Augsburger Allgemeine (Ausgabe Stadt)
So macht Klettern Spaß
Ratgeber Als Kinder kraxeln Menschen Bäume hinauf, als Erwachsene hangeln sie sich an bunten Griffen Wände entlang. Klettern liegt als Freizeitsport im Trend. Was zu beachten ist
Womöglich erfreut sich das Sportklettern so großer Beliebtheit, weil Kindheitserinnerungen aufleben: Bäume erklommen hat jeder einmal, dieser Instinkt steckt im Menschen. Oliver Bader, Ausbilder am Augsburger Kletterzentrum des Deutschen Alpenvereins (DAV), erklärt, warum sich Klettern für Breitensportler eignet und worauf die Aktiven dabei achten sollten.
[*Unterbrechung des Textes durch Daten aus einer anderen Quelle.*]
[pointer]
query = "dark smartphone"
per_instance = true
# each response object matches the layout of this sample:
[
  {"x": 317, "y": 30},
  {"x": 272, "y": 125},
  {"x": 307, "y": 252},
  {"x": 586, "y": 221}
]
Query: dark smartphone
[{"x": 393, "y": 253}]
Was macht Klettern als Sportart interessant?
Der ursprüngliche Bergsport ist über das Indoorklettern in den vergangenen zwei Jahrzehnten verstärkt in die Breitensportebene eingedrungen. Dass Klettern fit macht, hätten längst klassische Fitnesssportler erkannt, erklärt Bader. Der gesamte Körper wird beansprucht, hinzu kommt das besondere Erlebnis der Höhe. „Das macht einen gewissen Kick aus“, beschreibt Bader.
Wie gesund ist Klettern?
„Sehr gesund“, betont Bader. Die komplette Skelettmuskulatur wird gefordert, alle Muskelgruppen werden angesprochen und lernen miteinander zu arbeiten. Vor allem für Menschen mit Rückenproblemen eigne sich das Klettern, so Bader.
Was ist der größte Fehler?
Der Muskeltonus gleicht sich schnell an, die Adaptation von Gelenken und Sehnen braucht länger. Wer die Sache zu ehrgeizig angeht und zu schnell zu viel Kraft aufbaut, um in den nächsten Schwierigkeitsgrad zu gelangen, riskiert Verletzungen. Bader stellt klar: „In diesem Bereich gibt es keine Überholspur.“
Stichwort Sicherheit. Wie ist Klettern? gefährlich
Prinzipiell sei Klettern eine sehr sichere Sportart, erklärt Bader. Beim Seilklettern ist ein Kurs zwingend nötig, um den Partner entsprechend absichern zu können. Das Hantieren mit Sicherungsmaterial erfordert Übung und Routine. Mit einem Einsteigerkurs hat sich das innerhalb von drei Abenden erledigt.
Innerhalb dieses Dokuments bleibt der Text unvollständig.